The Moon Cup (top) is a clear menstual cup while the Hivette (bottom) comes in yellow and black

Now I own two different period cups, The Moon Cup and the Hivette. Two because I think it’s good to alternate between changes so that the used one can “breathe”. They’re not exactly cheap (around MYR100 on average) but think about it as an investment. Each cup can last for up to 10 years at least. That’s still cheaper than buying pads and tampons every month. 

If you’re wondering if you should get one but you’re not convinced, drop me a message. Let’s talk about it because I think it will change your life! 


Now it’s not a secret that I love Japan and skincare. In fact, I love facial masks. Lululun is one of my favourite Japanese brands. I would often buy their single sheet masks but during my trip in February last year, I noticed that they sell multipacks. Lululun is not the only brand to sell their facial masks this way. Saborino does it too.

From my observation, the Japanese tend to have a lot of plastic waste because they really love packaging. It’s part of their culture. So seeing the beauty industry make this move is really great. This is due to the fact that my biggest qualm about facial masks has always been single-use packaging. There’s a lot of wasted product in each pack as well.

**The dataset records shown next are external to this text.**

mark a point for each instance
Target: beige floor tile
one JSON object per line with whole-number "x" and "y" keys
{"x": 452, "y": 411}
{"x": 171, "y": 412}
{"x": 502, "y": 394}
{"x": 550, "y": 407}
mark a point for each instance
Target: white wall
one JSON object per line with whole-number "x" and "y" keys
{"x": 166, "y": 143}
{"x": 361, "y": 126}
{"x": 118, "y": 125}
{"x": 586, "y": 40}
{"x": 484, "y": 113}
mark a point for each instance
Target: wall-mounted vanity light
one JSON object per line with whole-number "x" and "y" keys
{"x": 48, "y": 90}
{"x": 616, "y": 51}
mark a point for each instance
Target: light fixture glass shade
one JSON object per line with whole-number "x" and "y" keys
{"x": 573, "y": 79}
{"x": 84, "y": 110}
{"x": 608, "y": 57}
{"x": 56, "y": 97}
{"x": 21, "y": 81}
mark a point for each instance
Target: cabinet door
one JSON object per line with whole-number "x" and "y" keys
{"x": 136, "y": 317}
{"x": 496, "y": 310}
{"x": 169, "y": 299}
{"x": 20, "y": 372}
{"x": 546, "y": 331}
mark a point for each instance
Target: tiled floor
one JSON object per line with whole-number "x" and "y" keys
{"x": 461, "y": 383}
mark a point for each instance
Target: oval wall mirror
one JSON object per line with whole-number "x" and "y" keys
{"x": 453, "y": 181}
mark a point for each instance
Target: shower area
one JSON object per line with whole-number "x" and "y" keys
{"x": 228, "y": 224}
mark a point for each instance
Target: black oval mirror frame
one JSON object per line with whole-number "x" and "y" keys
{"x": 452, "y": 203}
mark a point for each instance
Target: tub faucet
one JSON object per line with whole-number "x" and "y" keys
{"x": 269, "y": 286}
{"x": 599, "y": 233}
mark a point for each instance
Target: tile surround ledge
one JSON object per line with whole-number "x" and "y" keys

These multipack facial masks come in many varieties. But essentially, there is less wastage because they package multiple masks in one box. Not to mention, multipacks are way cheaper than buying loose sheets. While it is cheaper in Japan (about ¥1000 to ¥1500 on average), you can still find these locally. Check out Hermo, Watsons and Sasa. I have linked them below for your convenience.

While I understand that some of these options are not for everybody (e.g. menstrual cups), you might one to try some of them. And like I said earlier, I have saved money by switching to some of these alternatives. If you do end up trying any of the products I mentioned, let me know what you think!